From the dawn of human history no one has questioned the idea of exchange. I call this a foundational duality, inherent in egoism, because according to the higher logic of independent souls, the moment you say, “This is mine, it isn’t yours, if you take it I’ll call it stealing, if you want it you must give me something that I value in exchange,” you are exploiting the situation and ignoring the personhood of the other. The ego, unaware of inward consciousness and the value of spirit, immediately assigns value by comparison in the world, at the root level of the thought process. Since it is at the root level, you cannot approach a man about this, or teach him about it. He can only receive what you’d say, through that same mental filter which is causing the trouble. The monks try to renounce material goods, for instance, but exchange and ownership steal into their social situation.

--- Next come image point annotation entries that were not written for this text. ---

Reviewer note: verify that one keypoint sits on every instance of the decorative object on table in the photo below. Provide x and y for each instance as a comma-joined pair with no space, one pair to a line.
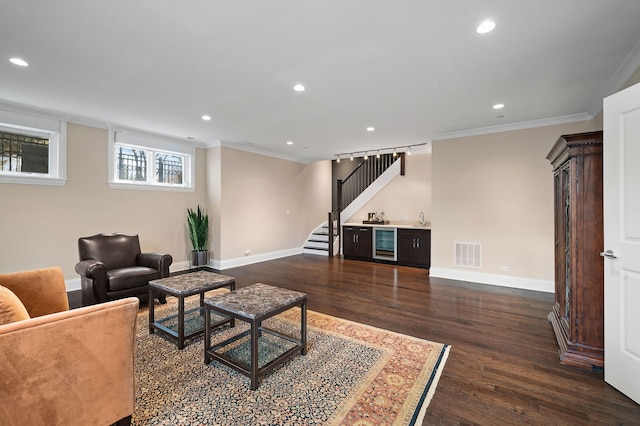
112,266
198,227
383,377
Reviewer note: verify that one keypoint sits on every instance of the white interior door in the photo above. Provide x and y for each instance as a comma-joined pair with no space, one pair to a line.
622,241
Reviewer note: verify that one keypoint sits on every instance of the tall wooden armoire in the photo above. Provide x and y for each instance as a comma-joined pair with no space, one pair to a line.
578,313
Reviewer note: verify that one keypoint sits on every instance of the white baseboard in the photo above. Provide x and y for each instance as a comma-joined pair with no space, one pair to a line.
256,258
493,279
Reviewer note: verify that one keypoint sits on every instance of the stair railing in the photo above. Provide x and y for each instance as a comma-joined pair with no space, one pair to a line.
349,188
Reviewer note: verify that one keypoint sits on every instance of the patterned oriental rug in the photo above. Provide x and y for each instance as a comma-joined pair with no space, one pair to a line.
352,374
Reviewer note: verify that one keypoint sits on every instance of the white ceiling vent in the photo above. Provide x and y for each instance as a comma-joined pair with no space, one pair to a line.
468,255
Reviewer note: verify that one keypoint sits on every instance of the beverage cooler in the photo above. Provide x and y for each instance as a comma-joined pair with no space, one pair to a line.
384,244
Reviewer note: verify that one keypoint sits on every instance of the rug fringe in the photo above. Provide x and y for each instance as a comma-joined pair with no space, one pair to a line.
431,386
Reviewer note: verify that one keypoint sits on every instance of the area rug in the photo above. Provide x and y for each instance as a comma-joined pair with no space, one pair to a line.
352,374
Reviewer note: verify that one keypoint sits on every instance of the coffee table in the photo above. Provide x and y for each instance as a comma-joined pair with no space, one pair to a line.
182,286
254,304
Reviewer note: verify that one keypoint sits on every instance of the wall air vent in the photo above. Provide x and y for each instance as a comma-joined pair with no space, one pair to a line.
468,255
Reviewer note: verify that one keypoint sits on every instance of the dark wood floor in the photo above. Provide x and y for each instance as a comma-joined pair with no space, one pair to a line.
503,367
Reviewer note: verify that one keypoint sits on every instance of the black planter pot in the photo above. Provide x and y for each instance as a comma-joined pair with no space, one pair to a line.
200,258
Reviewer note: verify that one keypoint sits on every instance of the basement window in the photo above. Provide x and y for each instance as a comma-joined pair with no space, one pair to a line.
32,149
144,161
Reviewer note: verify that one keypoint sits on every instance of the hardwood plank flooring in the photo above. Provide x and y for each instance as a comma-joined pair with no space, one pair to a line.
503,367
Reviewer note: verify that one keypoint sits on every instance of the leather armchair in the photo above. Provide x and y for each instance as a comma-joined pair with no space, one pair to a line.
112,266
61,366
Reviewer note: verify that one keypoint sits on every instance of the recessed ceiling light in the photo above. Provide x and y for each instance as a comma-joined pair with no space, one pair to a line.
485,27
20,62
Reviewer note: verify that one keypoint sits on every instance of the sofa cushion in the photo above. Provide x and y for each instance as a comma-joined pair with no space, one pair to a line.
125,278
11,308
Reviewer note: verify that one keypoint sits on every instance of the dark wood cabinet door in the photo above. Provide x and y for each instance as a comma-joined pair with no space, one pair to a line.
348,242
414,247
357,242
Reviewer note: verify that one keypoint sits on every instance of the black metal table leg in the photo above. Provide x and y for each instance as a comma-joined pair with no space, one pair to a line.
152,315
255,328
303,328
180,322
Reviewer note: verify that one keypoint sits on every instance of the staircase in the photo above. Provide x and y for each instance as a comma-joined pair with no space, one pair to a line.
318,242
360,187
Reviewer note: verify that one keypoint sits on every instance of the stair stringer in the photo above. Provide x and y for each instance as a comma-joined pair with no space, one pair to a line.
372,190
360,201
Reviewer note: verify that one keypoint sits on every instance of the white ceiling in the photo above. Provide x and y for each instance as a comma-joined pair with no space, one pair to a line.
415,70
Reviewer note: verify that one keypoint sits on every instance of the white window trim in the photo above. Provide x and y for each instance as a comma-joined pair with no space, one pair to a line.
154,143
38,125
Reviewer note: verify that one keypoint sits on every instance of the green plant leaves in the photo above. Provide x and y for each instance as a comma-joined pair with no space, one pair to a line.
198,224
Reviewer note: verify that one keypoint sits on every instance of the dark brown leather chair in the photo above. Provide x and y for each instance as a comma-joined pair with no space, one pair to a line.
112,267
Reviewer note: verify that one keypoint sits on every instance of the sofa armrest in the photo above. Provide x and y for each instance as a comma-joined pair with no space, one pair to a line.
93,278
157,261
41,291
72,368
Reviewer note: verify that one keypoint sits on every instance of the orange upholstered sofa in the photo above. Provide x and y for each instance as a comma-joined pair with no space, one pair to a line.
61,366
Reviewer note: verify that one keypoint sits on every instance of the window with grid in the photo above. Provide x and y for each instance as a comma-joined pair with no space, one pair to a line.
151,165
32,147
23,153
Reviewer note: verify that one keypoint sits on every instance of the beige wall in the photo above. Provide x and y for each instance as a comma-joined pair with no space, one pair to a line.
266,205
246,195
406,196
41,224
497,190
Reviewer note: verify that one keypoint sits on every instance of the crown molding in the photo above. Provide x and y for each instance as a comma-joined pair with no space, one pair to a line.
619,80
514,126
248,147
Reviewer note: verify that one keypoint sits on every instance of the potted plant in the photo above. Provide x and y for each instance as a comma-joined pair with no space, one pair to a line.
198,225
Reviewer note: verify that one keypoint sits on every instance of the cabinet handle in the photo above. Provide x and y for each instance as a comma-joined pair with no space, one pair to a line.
609,254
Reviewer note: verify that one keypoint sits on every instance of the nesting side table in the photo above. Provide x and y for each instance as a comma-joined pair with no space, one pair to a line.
182,286
255,304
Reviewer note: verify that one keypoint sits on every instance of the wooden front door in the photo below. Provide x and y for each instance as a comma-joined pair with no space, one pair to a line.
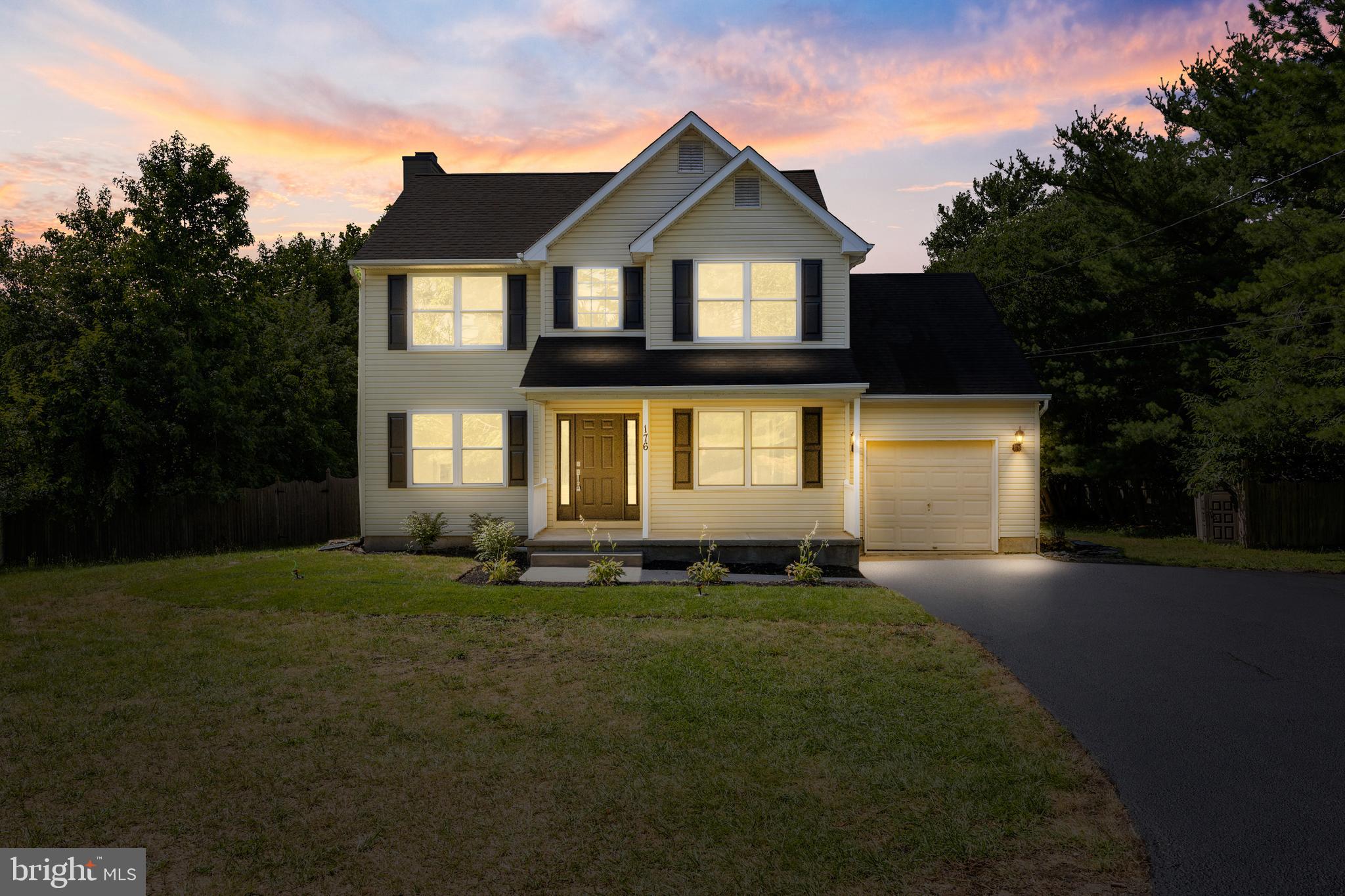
595,467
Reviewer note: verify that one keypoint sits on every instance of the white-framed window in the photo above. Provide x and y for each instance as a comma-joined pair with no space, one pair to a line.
690,155
747,448
458,310
458,448
598,297
747,301
747,191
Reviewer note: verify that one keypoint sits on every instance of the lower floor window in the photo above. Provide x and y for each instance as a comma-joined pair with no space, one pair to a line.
747,448
458,448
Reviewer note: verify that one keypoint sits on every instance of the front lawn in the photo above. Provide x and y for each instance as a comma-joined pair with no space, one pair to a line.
1189,551
377,727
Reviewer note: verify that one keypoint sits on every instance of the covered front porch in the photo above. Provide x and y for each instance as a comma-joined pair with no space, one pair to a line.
734,545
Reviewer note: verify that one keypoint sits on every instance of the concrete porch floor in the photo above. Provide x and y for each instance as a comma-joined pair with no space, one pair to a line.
623,532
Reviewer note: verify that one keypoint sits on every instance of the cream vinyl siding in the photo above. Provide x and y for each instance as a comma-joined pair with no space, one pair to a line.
549,456
779,512
432,381
603,238
780,228
1019,472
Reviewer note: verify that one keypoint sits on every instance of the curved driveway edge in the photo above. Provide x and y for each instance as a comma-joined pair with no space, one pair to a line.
1215,699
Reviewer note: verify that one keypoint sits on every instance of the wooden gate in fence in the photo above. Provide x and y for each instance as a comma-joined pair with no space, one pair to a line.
278,515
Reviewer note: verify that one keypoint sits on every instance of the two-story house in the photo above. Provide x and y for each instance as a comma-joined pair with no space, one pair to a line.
676,344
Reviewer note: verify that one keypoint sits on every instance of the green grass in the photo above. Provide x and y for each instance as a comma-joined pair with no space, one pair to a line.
1189,551
377,727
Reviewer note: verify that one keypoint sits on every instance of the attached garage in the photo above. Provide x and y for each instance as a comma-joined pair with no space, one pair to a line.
931,496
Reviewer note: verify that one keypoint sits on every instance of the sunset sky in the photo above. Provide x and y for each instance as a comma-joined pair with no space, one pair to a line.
898,105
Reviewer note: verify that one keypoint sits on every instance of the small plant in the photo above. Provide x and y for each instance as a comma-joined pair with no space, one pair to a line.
707,570
806,570
494,539
604,570
423,530
479,521
502,571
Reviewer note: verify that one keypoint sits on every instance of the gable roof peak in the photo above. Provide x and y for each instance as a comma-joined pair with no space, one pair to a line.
537,251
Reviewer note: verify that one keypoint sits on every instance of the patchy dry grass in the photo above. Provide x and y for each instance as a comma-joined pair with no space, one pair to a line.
1189,551
376,727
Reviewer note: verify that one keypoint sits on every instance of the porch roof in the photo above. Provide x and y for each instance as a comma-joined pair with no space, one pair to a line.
604,362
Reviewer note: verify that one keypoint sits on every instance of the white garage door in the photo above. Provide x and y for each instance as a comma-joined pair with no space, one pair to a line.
926,496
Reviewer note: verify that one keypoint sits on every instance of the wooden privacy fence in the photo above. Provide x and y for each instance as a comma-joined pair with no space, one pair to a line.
278,515
1294,515
1158,505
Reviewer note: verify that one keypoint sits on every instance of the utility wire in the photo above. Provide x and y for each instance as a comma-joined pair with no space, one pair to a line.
1048,352
1183,221
1174,341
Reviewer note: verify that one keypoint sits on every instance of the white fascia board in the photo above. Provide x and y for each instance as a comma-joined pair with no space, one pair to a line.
1034,396
537,251
412,263
539,393
850,241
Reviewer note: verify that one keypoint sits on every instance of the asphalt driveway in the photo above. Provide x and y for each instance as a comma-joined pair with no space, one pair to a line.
1215,699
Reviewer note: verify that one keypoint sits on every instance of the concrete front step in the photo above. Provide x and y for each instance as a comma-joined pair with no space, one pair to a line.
630,559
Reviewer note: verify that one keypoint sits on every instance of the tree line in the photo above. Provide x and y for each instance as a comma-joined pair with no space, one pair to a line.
1181,292
143,354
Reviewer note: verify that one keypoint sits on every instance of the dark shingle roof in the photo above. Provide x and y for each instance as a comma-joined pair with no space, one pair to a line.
571,362
493,215
933,335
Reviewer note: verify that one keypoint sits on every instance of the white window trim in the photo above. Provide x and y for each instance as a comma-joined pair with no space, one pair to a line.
621,297
458,449
458,314
747,301
747,449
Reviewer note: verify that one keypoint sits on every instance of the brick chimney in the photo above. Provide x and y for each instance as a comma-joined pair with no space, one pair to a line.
423,163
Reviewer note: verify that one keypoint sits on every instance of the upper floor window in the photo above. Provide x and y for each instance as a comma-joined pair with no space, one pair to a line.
458,310
598,297
747,191
741,301
690,155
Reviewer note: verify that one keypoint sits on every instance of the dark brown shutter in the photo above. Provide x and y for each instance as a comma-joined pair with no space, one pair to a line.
682,448
563,297
518,448
518,310
811,300
682,303
397,310
813,448
634,299
397,450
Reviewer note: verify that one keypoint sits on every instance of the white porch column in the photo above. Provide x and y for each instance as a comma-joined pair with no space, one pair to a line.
645,469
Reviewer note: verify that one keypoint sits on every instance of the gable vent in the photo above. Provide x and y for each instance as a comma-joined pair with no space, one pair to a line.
690,155
747,192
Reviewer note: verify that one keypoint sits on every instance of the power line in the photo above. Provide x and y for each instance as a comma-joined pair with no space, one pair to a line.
1048,352
1176,341
1204,211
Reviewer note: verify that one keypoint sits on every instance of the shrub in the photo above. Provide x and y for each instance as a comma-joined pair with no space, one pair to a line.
503,571
494,539
423,530
806,570
707,570
479,521
604,570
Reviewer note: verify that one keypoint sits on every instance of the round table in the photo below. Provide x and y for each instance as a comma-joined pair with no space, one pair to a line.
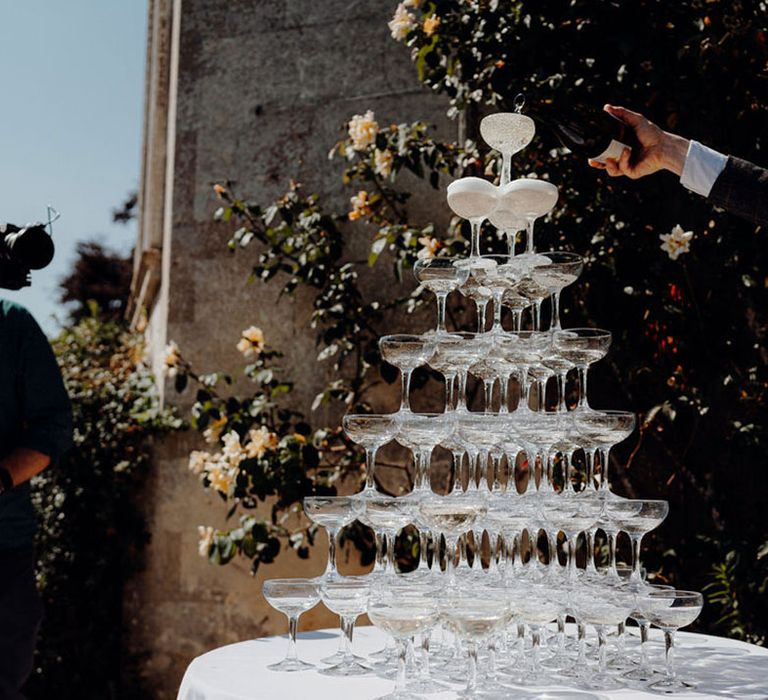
721,667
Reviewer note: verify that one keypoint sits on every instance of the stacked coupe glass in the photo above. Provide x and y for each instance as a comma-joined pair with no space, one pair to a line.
509,553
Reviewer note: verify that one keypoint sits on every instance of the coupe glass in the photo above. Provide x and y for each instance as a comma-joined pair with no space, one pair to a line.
452,515
523,349
636,522
480,294
603,430
472,198
441,276
292,597
473,619
670,610
388,515
533,292
644,673
582,347
533,199
508,133
332,513
570,513
562,270
537,605
540,431
602,609
508,222
406,352
420,433
403,611
616,510
347,596
372,431
454,354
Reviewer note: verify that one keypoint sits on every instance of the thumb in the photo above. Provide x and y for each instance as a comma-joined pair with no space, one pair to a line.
626,115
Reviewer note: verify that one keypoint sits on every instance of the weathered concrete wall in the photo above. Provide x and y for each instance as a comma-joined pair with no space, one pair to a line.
261,90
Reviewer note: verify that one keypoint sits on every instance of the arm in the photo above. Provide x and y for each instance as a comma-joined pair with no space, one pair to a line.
736,185
659,149
20,466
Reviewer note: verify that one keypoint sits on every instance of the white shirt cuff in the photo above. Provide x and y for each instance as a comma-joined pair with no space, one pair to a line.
702,167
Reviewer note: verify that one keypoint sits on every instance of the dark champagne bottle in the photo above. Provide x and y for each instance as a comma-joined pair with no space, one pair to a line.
587,131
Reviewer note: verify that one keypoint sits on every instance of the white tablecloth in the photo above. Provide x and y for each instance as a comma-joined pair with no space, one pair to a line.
723,668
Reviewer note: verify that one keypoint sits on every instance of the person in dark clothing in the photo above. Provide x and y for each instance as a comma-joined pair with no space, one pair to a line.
35,429
733,184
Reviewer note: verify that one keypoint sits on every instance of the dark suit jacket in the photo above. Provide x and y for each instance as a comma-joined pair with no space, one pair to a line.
742,189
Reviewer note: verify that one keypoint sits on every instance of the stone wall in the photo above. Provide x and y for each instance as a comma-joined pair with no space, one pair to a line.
256,92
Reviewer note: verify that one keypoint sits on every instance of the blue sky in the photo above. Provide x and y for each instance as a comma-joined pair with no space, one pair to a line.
72,88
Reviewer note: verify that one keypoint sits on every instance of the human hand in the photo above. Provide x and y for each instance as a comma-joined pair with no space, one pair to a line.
659,150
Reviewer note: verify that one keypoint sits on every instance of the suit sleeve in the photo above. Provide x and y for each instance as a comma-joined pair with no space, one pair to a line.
46,409
742,189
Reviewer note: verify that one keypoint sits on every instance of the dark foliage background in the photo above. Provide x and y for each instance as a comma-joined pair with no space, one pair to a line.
689,335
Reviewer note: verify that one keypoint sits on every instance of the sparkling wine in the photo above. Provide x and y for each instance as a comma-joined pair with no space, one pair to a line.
474,624
672,618
401,620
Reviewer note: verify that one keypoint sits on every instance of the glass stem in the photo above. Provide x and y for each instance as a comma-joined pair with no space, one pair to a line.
581,659
423,549
488,385
583,387
529,236
572,559
536,650
504,391
461,403
481,307
449,385
590,535
511,240
475,225
636,542
472,668
537,315
506,172
402,651
450,553
567,472
589,454
490,674
561,402
405,403
347,627
604,456
458,460
380,560
644,625
669,647
601,650
391,536
497,295
621,641
293,628
441,300
370,465
555,322
612,554
425,674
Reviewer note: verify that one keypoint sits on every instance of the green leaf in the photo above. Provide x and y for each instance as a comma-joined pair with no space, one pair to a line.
181,382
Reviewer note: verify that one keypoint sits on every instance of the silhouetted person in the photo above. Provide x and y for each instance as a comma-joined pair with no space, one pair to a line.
35,429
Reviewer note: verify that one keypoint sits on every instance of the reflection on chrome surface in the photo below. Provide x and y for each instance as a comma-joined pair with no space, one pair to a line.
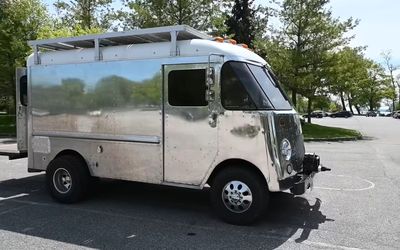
103,98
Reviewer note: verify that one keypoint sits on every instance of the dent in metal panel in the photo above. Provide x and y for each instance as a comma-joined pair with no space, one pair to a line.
41,144
248,144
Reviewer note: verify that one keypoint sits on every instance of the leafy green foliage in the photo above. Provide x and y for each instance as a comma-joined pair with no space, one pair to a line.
87,14
314,131
247,23
302,47
20,20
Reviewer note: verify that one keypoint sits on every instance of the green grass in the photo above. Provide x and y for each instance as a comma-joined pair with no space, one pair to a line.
318,132
7,125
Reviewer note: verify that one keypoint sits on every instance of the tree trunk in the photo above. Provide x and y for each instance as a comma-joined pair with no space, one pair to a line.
350,105
309,102
294,99
342,99
371,105
358,110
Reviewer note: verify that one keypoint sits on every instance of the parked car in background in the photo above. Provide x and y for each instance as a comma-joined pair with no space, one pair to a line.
396,114
371,113
315,114
343,113
384,112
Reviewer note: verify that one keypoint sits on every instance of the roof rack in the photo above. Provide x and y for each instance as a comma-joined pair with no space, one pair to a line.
149,35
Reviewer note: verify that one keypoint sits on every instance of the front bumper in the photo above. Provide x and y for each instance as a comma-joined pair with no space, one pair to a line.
303,180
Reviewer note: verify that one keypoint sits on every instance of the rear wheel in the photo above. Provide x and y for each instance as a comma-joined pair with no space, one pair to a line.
239,196
67,178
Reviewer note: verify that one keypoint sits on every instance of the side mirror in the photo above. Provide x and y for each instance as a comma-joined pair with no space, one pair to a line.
210,95
210,76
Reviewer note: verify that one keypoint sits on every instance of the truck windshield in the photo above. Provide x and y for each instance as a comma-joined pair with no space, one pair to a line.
249,87
270,87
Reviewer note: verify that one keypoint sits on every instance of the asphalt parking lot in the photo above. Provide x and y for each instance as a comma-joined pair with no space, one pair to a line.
355,206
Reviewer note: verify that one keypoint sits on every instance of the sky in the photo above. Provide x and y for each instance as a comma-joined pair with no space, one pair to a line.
378,28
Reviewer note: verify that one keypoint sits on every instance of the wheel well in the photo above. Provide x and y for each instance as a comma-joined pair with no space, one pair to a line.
235,162
73,153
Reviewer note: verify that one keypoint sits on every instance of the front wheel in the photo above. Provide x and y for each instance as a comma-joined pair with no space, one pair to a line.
239,196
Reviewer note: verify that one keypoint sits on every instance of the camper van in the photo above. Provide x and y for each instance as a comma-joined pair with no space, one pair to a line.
169,106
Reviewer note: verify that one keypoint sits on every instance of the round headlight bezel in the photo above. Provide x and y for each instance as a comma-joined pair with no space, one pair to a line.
286,149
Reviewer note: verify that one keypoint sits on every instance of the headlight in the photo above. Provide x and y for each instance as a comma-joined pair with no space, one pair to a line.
286,149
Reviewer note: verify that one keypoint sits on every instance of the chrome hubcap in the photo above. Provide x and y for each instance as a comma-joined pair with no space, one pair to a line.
237,196
62,180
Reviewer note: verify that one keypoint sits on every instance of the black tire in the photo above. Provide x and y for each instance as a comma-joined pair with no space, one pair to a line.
258,189
62,167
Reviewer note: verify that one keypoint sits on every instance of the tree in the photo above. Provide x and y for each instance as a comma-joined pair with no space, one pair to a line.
376,86
247,23
204,15
87,14
387,59
20,21
346,73
305,42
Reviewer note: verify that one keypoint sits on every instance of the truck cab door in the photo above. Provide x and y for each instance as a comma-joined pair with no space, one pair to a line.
21,109
190,133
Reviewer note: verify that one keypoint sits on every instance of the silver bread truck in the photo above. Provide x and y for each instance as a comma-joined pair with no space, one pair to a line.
169,106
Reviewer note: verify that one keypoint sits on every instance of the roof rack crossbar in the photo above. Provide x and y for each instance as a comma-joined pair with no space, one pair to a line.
151,35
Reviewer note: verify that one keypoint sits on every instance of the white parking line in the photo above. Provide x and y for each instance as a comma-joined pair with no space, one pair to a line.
13,197
371,185
207,228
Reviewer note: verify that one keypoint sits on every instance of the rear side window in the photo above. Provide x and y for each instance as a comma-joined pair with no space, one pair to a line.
187,87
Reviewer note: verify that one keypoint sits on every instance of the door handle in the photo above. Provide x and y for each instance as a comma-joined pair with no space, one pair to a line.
212,119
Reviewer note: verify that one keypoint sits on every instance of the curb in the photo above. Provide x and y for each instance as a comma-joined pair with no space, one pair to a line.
335,139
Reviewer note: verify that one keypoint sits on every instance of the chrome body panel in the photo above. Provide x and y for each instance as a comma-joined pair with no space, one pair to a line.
21,117
110,159
103,98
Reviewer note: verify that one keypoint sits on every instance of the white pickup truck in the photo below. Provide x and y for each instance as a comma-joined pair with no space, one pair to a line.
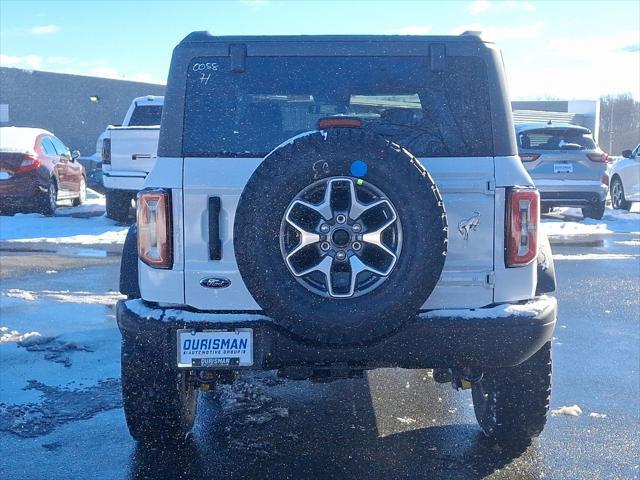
128,153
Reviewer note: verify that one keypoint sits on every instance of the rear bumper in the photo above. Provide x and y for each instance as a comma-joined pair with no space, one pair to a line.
569,194
25,187
504,335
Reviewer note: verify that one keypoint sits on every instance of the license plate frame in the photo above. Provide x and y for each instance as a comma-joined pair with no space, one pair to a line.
203,355
563,168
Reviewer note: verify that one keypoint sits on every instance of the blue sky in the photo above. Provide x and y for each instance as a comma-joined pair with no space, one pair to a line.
565,49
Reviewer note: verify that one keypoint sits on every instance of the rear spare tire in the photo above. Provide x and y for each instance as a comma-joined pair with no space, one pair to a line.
340,236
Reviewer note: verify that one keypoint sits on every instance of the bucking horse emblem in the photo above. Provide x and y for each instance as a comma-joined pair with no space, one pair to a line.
469,225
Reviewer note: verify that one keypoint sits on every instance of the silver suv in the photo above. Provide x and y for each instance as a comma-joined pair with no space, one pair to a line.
322,206
566,165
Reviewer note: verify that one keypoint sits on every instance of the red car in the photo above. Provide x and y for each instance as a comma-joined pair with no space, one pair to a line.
37,170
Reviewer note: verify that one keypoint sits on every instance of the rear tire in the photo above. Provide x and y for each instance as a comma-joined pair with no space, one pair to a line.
158,406
511,403
117,205
617,195
48,201
594,211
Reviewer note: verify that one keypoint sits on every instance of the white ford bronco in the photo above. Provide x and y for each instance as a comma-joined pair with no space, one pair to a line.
128,152
326,205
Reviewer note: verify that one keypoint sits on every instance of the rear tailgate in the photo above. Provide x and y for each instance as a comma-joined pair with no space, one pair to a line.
134,149
467,185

The idea of the humans appears to be, “Let’s divide up the objects, this is intelligent and rational.” It is a step above what monkeys achieve, but the Earth cannot support such squandering of resources, and it is basically unfriendly. Capitalism operates by first denying goods, then allowing access to these goods on the basis of exchange. It is the prior denial which is unfriendly and antisocial, and a carryover from animalistic thinking.

So, the Post Office isn’t going to deliver mail if you don’t pay them, and your friends aren’t going to like you any more if you don’t cough up with the green. The higher view is that all have a right to the fundamental necessities of life, if they are willing to work for the sake of the good of the community. They should not have to pay for this. These things are not denied to them, because their value as spirits-in-bodies is recognized. They ought to eat and sleep in a house first, because they are in human bodies. The rest is determined later, after the basic needs are met.

Such altruistic thinking has always failed among the actual egoic humans. The major reason for this is that they do not like to work. Like the animals roaming in the forest, they’d rather establish their territory and avoid work if possible. All the forms of human society today can be resolved like this, once a more advanced standard is applied somewhere, that they are manifesting small steps above the animal existence, such as hobnobbing with one another instead of having a meaningful conversation, or hiding out with the family instead of seeking friends for the sake of their worthy personality traits.